Abstract

This book explores the nexus of disability, humor, and sexuality. Based on personal interviews, online ethnographies, and analyses of comedy and theater performances, the book argues that people in disability communities employ joking to shape political disability identities and pride. Joking calls attention to social inequalities, pokes back at ableist cultural norms, and offers new perspectives on disabled bodies through revealing the many ways that disability is a construction. Jokes can be read in a myriad of ways, so the ambivalent nature of comedy has led to debates within disability communities about when it is acceptable to joke, who has permission, and which jokes should be used inside and outside a community's inner circle.
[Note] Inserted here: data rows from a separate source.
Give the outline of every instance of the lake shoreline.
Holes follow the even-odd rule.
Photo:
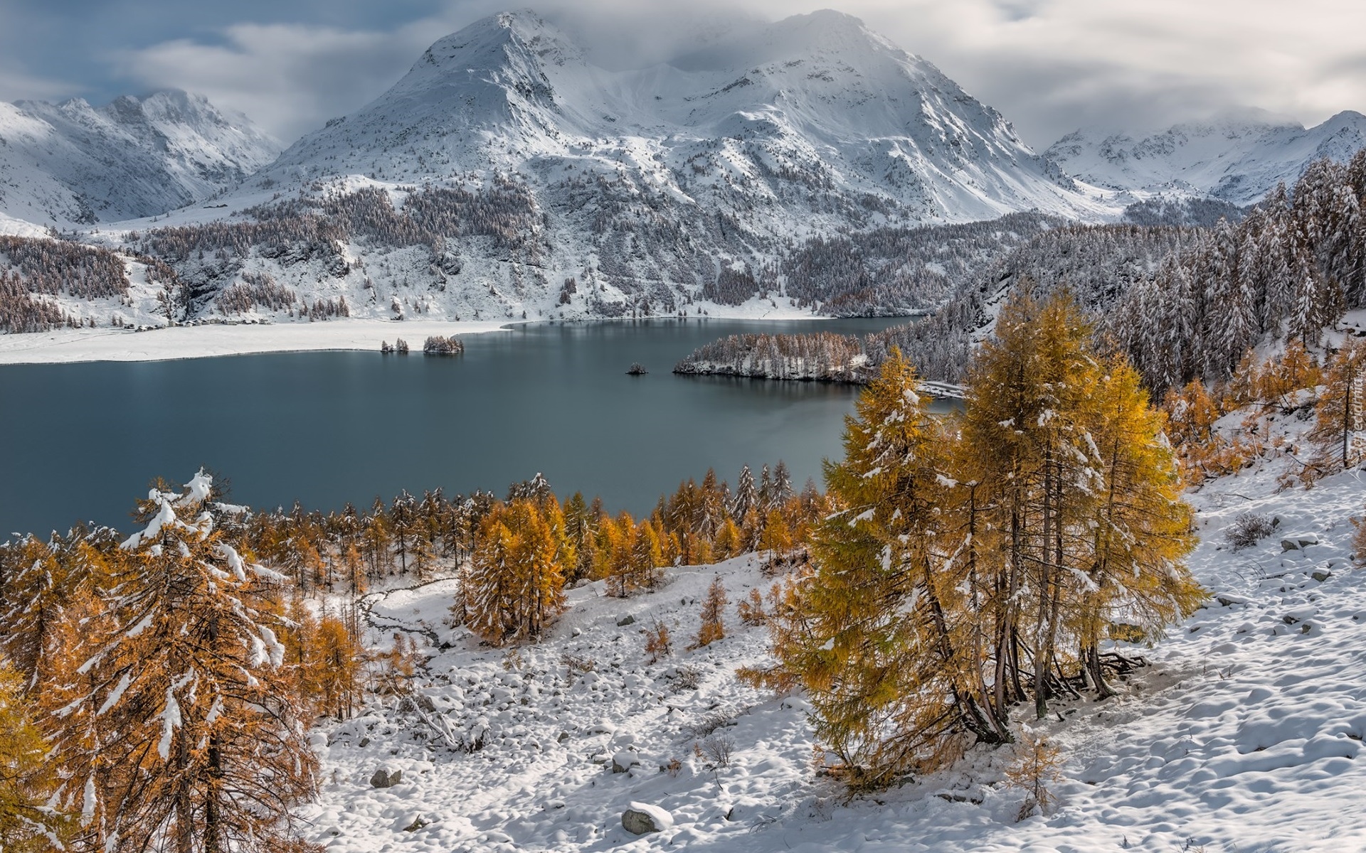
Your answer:
[[[55,329],[0,334],[0,366],[4,364],[76,364],[87,362],[169,362],[225,355],[266,355],[284,352],[370,351],[380,352],[382,341],[404,338],[421,351],[428,336],[486,334],[510,332],[525,325],[576,325],[641,321],[708,322],[708,321],[828,322],[848,318],[816,317],[809,313],[776,311],[764,317],[739,313],[736,317],[643,317],[582,319],[499,319],[499,321],[389,321],[332,319],[291,323],[201,323],[133,332],[126,329]]]

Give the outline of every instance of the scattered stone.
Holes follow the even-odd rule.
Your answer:
[[[1311,545],[1318,545],[1318,534],[1292,534],[1281,538],[1281,551],[1302,551]]]
[[[661,833],[671,826],[673,826],[673,818],[657,805],[631,803],[631,808],[622,812],[622,827],[632,835]]]
[[[1317,613],[1318,607],[1314,607],[1313,605],[1305,605],[1303,607],[1295,607],[1294,610],[1287,611],[1285,616],[1281,618],[1285,621],[1287,625],[1295,625],[1296,622],[1303,622],[1306,620],[1313,618],[1314,614]]]

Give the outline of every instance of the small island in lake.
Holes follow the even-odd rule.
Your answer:
[[[425,355],[460,355],[464,352],[464,343],[455,336],[433,334],[422,344],[422,352]]]

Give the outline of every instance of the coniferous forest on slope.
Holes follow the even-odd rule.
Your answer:
[[[307,848],[292,815],[320,785],[310,729],[393,703],[430,715],[414,692],[428,637],[367,648],[365,594],[436,577],[456,581],[448,625],[515,655],[575,584],[626,599],[671,566],[754,551],[772,588],[735,613],[766,626],[772,662],[738,677],[800,689],[824,772],[877,790],[974,744],[1016,748],[1019,722],[1111,696],[1145,665],[1115,640],[1156,640],[1206,601],[1183,490],[1283,449],[1251,427],[1229,441],[1225,412],[1311,415],[1295,482],[1355,463],[1363,351],[1296,340],[1157,405],[1074,296],[1024,292],[974,355],[959,415],[930,416],[892,349],[824,493],[794,491],[779,464],[734,487],[708,472],[642,519],[540,478],[503,500],[403,494],[322,515],[235,506],[205,472],[156,483],[133,535],[78,527],[0,549],[0,833],[7,849]],[[642,654],[724,639],[727,603],[719,576],[697,635],[650,625]],[[1031,796],[1046,807],[1045,787]]]

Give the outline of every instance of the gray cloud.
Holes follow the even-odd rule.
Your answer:
[[[616,66],[658,61],[725,22],[832,1],[552,0],[540,8]],[[1079,126],[1157,130],[1235,106],[1307,124],[1366,111],[1366,4],[1340,0],[847,0],[841,11],[940,66],[1035,147]],[[436,38],[496,11],[454,0],[389,29],[239,23],[119,52],[148,86],[202,91],[281,139],[393,83]],[[0,74],[3,85],[3,74]]]

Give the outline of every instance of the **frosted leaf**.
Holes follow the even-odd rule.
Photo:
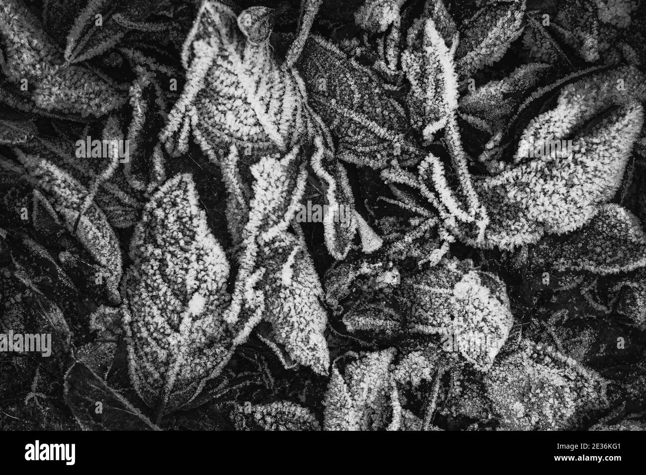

The text also explores how humor can be used for harmful or emancipatory purposes, since jokes may be employed to reflect horizontal hostilities and evoke hierarchies within disability communities. Joking may be difficult when we consider aspects of disability that involve physical or emotional pain, struggles to adapt to new forms of embodiment, and ways that intersectional identities affect how people with disabilities are interpreted in mainstream and disability cultures. The book also interrogates how joking can be used to experiment with the possibilities of embodiment and sexual practice. Through joking, people with disabilities can expand the definitions of disability and sexuality, and help others with disabilities assert themselves as sexual. Adding humor to these conversations opens ways of being not only for individuals who consider themselves disabled, but for all people.